Geert Wilders Goes To Temple



On October 20th 2009, Geert Wilders, a Dutch politician, visited Temple University, in hopes of giving a talk on "free speech." Geert Wilders is a member of People's Party for Freedom and Democracy and a well known right wing politician. His political positions include:

1. An immigration ban of five years for immigrants from non-western countries. Foreign residents no longer shall have the right to vote in municipal elections.
2. A ban of five years on the founding of mosques and Islamic schools; a permanent ban on preaching in any language other than Dutch. Foreign imams will be forbidden to preach. Radical mosques will be closed; radical Muslims will be expelled.
3. Banning the Koran as well as a $1500 excise tax on headscarf wearing.

Mr. Wilders also produced a controversial film called Fitna which argues that Islam is a political ideology that advocates violence and terrorism against non-believers. He was invited to Temple University by two Student organizations: The Temple College Republicans and Temple University Purpose—a social work organization supposedly devoted to social justice and presenting unconventional viewpoints. The David Horowtiz Freedom Center originally proposed his visit to the Temple Republicans, offering to pay for the talk.

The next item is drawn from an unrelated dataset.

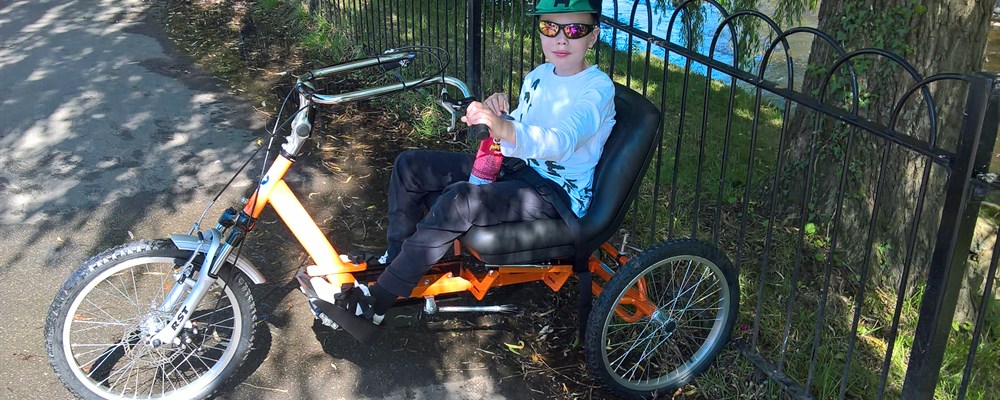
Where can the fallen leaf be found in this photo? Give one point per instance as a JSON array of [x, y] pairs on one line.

Upon the announcement of his impending visit, many Temple Students were angered by the visit of a well known hate preacher. The Temple Muslim Association expressed its anger with a letter to the David Horowitz Freedom Center, which responded by publishing an article called "Jihad at Temple" which claimed that the Temple MSA supported Hamas and proceeded to print personal contact information of the President of the Temple MSA. The decision was made by a coalition of progressive student groups, including Temple’s YDS chapter: The Temple Democratic Socialists, to form a counter-protest in response to Geert Wilders visit. We proceeded to embark upon a massive awareness campaign throughout the campus, attempting to get as many of the progressive student organizations involved, as well as having a strong presence at the Temple Student Government meeting (who proceeded to pass a resolution condemning the visit).

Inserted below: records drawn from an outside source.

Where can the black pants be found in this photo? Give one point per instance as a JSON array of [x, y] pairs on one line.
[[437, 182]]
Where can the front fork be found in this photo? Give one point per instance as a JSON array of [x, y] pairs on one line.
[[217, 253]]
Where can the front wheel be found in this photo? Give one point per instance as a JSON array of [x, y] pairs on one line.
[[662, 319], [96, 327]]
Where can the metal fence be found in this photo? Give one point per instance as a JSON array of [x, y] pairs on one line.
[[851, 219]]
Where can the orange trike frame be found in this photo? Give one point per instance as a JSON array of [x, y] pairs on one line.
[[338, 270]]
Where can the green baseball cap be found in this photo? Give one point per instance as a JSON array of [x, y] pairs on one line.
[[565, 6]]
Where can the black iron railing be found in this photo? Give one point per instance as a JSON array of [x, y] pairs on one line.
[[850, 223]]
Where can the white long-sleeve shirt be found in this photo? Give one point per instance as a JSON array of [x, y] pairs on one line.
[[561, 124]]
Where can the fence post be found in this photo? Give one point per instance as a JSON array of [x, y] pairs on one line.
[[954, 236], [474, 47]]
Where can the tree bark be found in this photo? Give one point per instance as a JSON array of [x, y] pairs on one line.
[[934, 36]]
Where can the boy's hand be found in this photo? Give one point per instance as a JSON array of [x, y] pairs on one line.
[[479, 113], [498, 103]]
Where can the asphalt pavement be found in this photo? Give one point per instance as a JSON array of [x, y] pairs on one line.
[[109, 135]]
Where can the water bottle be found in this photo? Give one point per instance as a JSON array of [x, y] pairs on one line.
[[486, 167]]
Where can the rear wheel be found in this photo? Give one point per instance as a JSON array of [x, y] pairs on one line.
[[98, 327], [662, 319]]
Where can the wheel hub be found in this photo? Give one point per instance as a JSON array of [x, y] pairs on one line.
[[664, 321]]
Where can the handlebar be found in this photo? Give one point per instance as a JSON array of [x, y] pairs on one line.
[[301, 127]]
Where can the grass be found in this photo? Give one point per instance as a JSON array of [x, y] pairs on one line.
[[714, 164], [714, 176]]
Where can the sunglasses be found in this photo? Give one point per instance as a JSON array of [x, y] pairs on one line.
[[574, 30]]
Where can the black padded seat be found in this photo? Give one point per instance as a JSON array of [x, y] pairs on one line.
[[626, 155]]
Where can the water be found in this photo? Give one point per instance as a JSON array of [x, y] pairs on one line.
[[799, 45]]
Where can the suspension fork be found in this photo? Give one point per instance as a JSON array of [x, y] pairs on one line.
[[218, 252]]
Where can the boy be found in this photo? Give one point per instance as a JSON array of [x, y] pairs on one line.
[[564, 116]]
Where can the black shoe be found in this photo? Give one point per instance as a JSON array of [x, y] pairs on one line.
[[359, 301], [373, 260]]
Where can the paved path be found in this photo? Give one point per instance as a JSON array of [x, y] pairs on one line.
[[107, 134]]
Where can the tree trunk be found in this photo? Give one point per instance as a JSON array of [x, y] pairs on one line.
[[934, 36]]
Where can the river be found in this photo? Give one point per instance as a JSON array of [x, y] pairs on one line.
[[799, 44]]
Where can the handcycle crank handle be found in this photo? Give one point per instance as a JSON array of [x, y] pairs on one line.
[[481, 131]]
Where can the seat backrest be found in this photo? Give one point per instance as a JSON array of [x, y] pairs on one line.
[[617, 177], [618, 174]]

The David Horowitz Freedom Center, perhaps sensing a heavily publicized political battle was afoot, decided at the last minute to send David Horowitz to the talk. The night of his visit, we showed up in force bringing a large crowd of protesters including members of Temple Democratic Socialists, Queer Student Union, Temple University All Sides, Students for Justice in Palestine, The Feminist Majority Leadership Alliance, and of course The Temple Muslim Student Association. We made a very rigorous effort to make sure the protesters remained peaceful and calm, aware that if things got out of hand, Horowitz and his goons could easily portray us as a bunch of violent “Islamo-fascists.”

When the event began the opposition to Geert Wilders was clearly the majority in the room. Wilders proceeded to present his film (a movie not only intellectually fraudulent but badly produced as well) and then began his talk on free speech. He informed the audience that Islam was threatening Europe’s “Judeo-Christian” heritage. Islam, he maintained, was a fascistic political ideology that threatened freedom of speech, freedom of religion, and Europe’s “Western Civilization.”

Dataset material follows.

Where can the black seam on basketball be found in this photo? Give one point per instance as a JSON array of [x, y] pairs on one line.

Then came the question and answer period. To Geert Wilders (and Horowitz’s) dismay, the questions were not particularly friendly. Students, who had received copies of Wilders’ article where he argued that the Netherlands ban the Koran (printed and distributed by us), demanded to know how he could advocate for free speech and yet want to censor books and how he could call Muslims fascists when he himself argued for authoritarian policies in his home country. An attempt was made to present Mr. Wilders with a gift copy of the Koran, presented by Temple’s progressive student leaders, but we were informed we would not get a chance to speak at this “free speech event.”

As it became more and more obvious that the crowd did not appreciate his presence, the organizers announced that the event would be ending an hour early, as our unfriendly questions were apparently making Mr. Wilders uncomfortable. The crowd, who had been told that this event was supposed to be about free speech, were not pleased that they were not being given a chance to speak. As Geert Wilders hurried away to give interviews to the media and David Horowitz’s face began to turn a shade of red that I did not know existed, the message of our counter-protest became abundantly clear: Fascists are not welcome at Temple University.